As an example, the first point of contact might be the service manager, the second might be the formal point of contact between your organisation and the PSN team (a relationship manager, for example) and the third might be a head of operations, board director or chief executive.
3. Security manager
You should have an individual who is responsible for information security with respect to the services you provide. Please provide this individual’s contact details so that we can contact them directly regarding security incidents and concerns.
You need to make a number of commitments to us about the service you intend to provide. The CoP isn’t a contract, so these commitments aren’t legally binding on you or us.
However, your PSN service provision compliance certificate is issued subject to these commitments. In extreme cases (where we believe that the security of the PSN or other users are exposed to an unacceptable risk as a result of your failure to meet these commitments) we may rescind your certificate and require you to cease provision of the service. In addition, your record of keeping these commitments will be a relevant factor in future compliance reviews.
It’s important that you read and understand these commitments before signing them. If you are unclear about what they mean, email the PSN team at email@example.com.
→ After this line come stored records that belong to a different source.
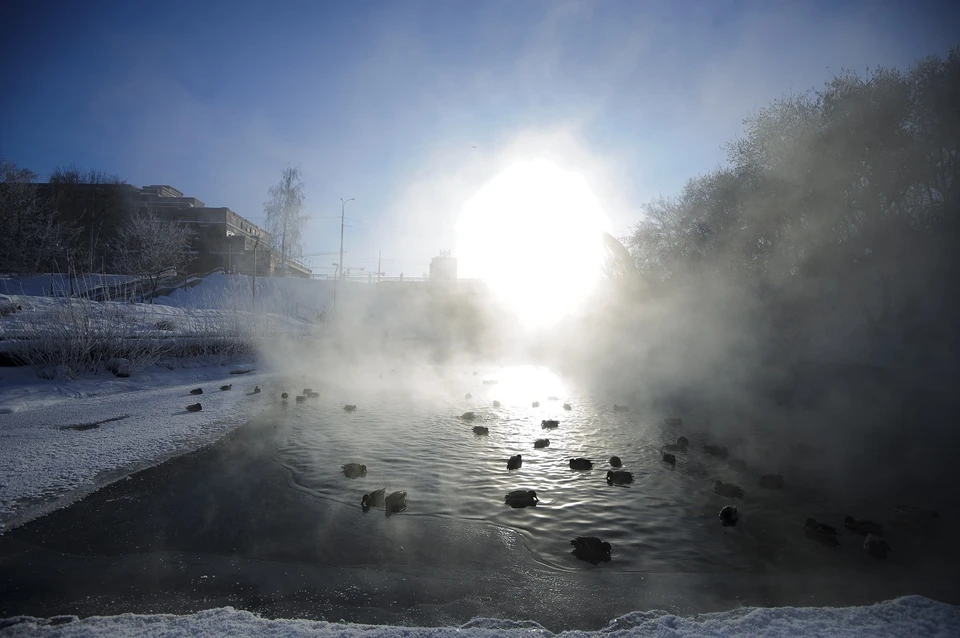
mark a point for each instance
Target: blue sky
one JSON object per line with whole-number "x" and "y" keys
{"x": 385, "y": 101}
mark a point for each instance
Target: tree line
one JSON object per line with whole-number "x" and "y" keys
{"x": 836, "y": 215}
{"x": 82, "y": 221}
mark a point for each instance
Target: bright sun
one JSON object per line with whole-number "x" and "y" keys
{"x": 534, "y": 235}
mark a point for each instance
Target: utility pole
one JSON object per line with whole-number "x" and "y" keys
{"x": 343, "y": 205}
{"x": 255, "y": 271}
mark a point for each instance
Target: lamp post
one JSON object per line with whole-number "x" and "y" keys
{"x": 335, "y": 279}
{"x": 343, "y": 205}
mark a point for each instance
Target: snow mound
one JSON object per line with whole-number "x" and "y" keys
{"x": 907, "y": 616}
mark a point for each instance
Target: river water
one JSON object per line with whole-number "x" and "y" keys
{"x": 407, "y": 430}
{"x": 265, "y": 519}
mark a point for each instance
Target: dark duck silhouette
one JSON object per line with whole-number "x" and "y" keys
{"x": 373, "y": 499}
{"x": 581, "y": 463}
{"x": 876, "y": 546}
{"x": 821, "y": 532}
{"x": 729, "y": 515}
{"x": 521, "y": 498}
{"x": 619, "y": 477}
{"x": 395, "y": 502}
{"x": 862, "y": 526}
{"x": 772, "y": 481}
{"x": 591, "y": 549}
{"x": 354, "y": 470}
{"x": 728, "y": 489}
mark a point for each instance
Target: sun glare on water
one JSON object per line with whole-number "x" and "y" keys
{"x": 534, "y": 235}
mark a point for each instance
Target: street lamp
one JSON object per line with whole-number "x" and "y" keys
{"x": 336, "y": 282}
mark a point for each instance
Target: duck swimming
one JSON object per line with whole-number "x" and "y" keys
{"x": 728, "y": 489}
{"x": 772, "y": 481}
{"x": 581, "y": 463}
{"x": 729, "y": 515}
{"x": 821, "y": 532}
{"x": 354, "y": 470}
{"x": 521, "y": 498}
{"x": 591, "y": 549}
{"x": 395, "y": 502}
{"x": 373, "y": 499}
{"x": 716, "y": 450}
{"x": 619, "y": 477}
{"x": 862, "y": 526}
{"x": 876, "y": 546}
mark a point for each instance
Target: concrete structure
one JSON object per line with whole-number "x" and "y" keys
{"x": 222, "y": 238}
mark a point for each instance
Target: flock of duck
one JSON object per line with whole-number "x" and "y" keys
{"x": 596, "y": 550}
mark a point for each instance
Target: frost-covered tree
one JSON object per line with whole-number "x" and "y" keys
{"x": 283, "y": 215}
{"x": 152, "y": 247}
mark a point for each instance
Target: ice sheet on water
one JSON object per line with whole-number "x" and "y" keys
{"x": 906, "y": 616}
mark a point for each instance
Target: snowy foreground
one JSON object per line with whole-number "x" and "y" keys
{"x": 64, "y": 439}
{"x": 907, "y": 616}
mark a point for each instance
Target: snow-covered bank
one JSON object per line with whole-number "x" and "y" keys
{"x": 124, "y": 424}
{"x": 906, "y": 616}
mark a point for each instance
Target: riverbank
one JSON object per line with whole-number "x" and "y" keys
{"x": 60, "y": 440}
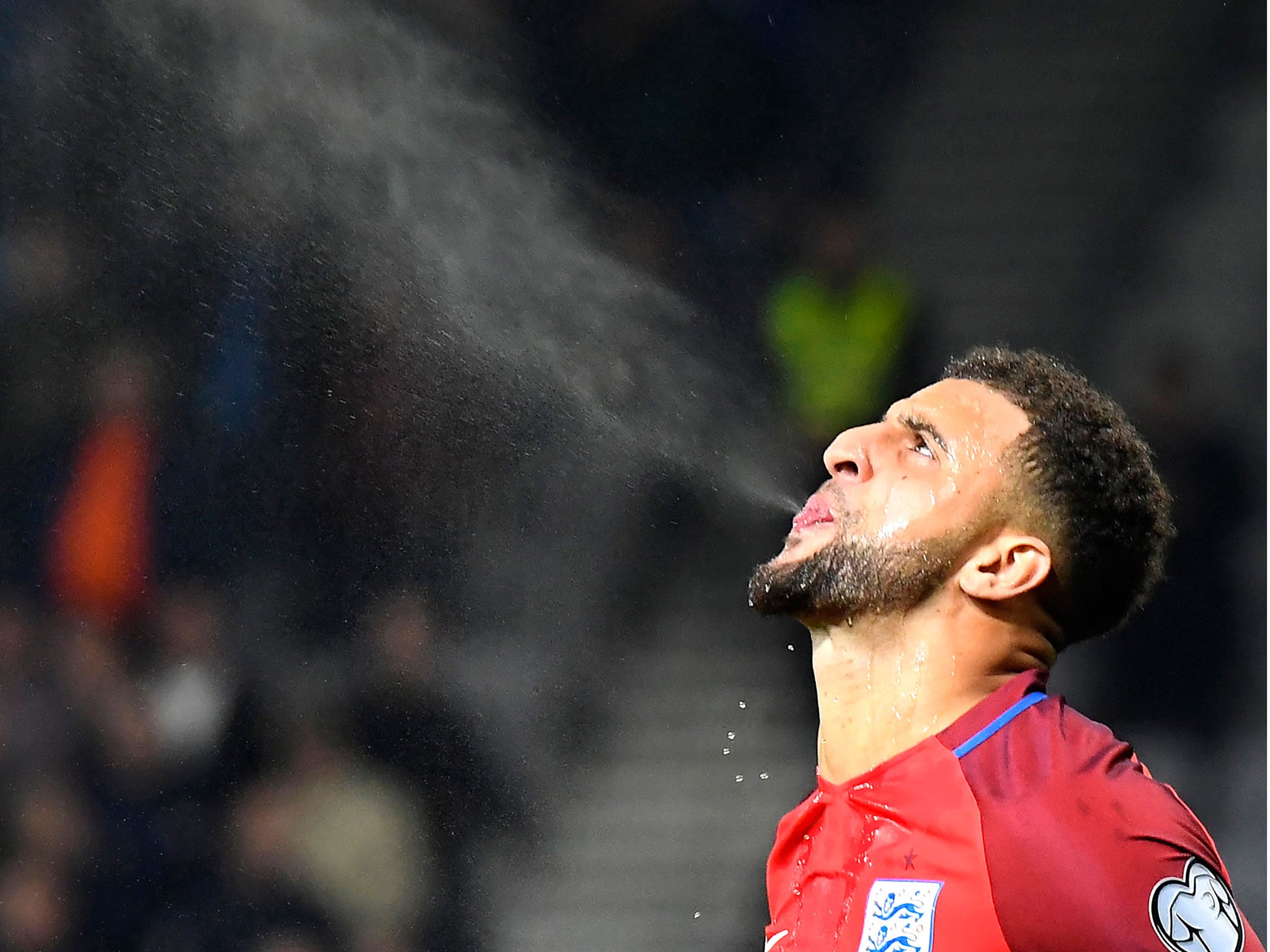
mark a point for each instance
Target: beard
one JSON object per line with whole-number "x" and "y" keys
{"x": 849, "y": 578}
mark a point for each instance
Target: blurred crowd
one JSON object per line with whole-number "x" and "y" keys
{"x": 162, "y": 792}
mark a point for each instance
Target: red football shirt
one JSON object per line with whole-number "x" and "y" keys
{"x": 1021, "y": 828}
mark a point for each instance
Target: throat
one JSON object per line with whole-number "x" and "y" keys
{"x": 879, "y": 694}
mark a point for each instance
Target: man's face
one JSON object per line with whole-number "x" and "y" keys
{"x": 905, "y": 499}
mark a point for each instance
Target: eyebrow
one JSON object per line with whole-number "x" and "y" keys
{"x": 920, "y": 425}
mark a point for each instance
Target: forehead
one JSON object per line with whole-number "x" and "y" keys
{"x": 973, "y": 418}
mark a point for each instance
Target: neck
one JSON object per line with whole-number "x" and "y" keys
{"x": 887, "y": 682}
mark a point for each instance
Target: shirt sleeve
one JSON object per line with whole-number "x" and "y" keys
{"x": 1086, "y": 851}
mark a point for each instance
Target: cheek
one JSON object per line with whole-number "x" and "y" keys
{"x": 907, "y": 503}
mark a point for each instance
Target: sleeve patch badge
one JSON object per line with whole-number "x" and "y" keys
{"x": 1197, "y": 913}
{"x": 900, "y": 915}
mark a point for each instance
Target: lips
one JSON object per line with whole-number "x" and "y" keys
{"x": 814, "y": 513}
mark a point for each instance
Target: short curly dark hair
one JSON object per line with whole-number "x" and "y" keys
{"x": 1091, "y": 482}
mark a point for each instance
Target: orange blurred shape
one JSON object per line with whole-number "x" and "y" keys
{"x": 99, "y": 558}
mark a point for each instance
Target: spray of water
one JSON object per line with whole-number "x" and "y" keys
{"x": 456, "y": 220}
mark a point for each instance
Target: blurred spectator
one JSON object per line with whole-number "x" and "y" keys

The commitment statement should be signed by an authorised signatory from your organisation; this will be somebody who has authority to make commitments on behalf of your organisation, usually a board-level individual.
A scanned copy of your commitment statement, signed in ink, is acceptable..
Step 2: Submit your application documents
When you’ve completed the above steps set out in this guide, your final step is to submit the documents to us. To do this just simply email the documents including any supporting material to the PSN team at firstname.lastname@example.org. These documents make up your PSN service provision compliance submission.
What happens to your PSN service provision compliance submission
The PSN team will validate and review your application. You might be contacted if your submission is incomplete or to confirm details in your application. Most applications are dealt with in 4 weeks.
If the PSN team identifies any issues in your application you may need to address these and resubmit. When the PSN team has made a decision we’ll write to you to confirm you’ve achieved PSN compliance, and will include your PSN compliance certificate. Your compliance certificate is normally valid for 12 months.
Supplying your service(s) over PSN once you receive your PSN service provision compliance certificate
When your organisation has a PSN service provider compliance certificate you can provide your service(s) over the PSN. Read the Supply services over PSN guidance to find out how you can do this.